BACKGROUND: The apolipoprotein E (APOE) ε4 allele remains the strongest genetic risk factor for late-onset Alzheimer's disease (AD), yet the marked variability in its pathogenicity suggests underlying genetic complexity. Historically, efforts to resolve the intragenic architecture of APOE have been hampered by the limitations of conventional genotyping and short-read sequencing, as well as the presence of homoplasy in common intragenic markers-misleading similarities arising from convergent variants. OBJECTIVE: We leveraged Oxford Nanopore Technology (ONT) to phase intragenic APOE variants, resolve homoplasy, and examine the impact of phased haplotypes on cerebrospinal fluid (CSF) APOE protein levels and AD progression. METHODS: Using long-read sequencing in a Spanish memory clinic cohort (n = 1,267), we reconstructed full-length 4 kb APOE haplotypes, identifying 59 unique configurations grouped into five major haplogroups.
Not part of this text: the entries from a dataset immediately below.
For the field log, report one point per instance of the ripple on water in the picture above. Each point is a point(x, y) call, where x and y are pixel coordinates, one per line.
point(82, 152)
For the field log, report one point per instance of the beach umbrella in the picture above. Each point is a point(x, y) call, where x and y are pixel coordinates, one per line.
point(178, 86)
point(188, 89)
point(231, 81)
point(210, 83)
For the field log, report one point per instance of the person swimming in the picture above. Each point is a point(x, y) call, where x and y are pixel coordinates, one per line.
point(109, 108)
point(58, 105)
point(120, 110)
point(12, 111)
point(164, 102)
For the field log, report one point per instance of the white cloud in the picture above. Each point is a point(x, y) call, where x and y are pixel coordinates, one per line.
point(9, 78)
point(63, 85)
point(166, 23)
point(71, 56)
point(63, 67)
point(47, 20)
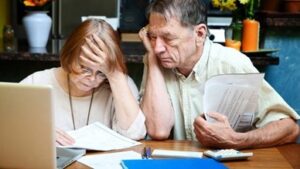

Common intragenic variants defined ancestral ε4 (4A, 4B) and ε3 (3A, 3B) haplogroups. These were analyzed for associations with CSF APOE levels (Olink platform) and progression from mild cognitive impairment (MCI) to dementia using adjusted Cox regression models. RESULTS: ONT sequencing successfully resolved homoplasy between the APOE promoter region-particularly at rs405509-and the canonical protein isoforms, uncovering common but functionally distinct ε3A/B and ε4A/B intragenic sub-haplotypes with independent biological effects. Carriers of the ε4A haplotype exhibited significantly lower CSF APOE protein levels (p = 0.004), whereas the ε3B haplotype was associated with elevated CSF APOE protein levels (p = 0.025). Notably, both haplotypes were linked to a slower progression from MCI to AD, independent of APOE genotype, age, sex and core CSF biomarkers. CONCLUSION: This study redefines the human APOE ε3 and ε4 alleles as genetically heterogeneous entities. Using ONT long-read sequencing, we achieved high-resolution mapping of intragenic haplotypic structure and regulatory variation previously obscured by conventional approaches. This enabled the identification of ancestral haplotypes with distinct functional profiles and potential relevance to Alzheimer's disease pathogenesis. These findings highlight the importance of incorporating haplotype-level resolution into Alzheimer's risk assessment, therapeutic targeting, and precision medicine strategies.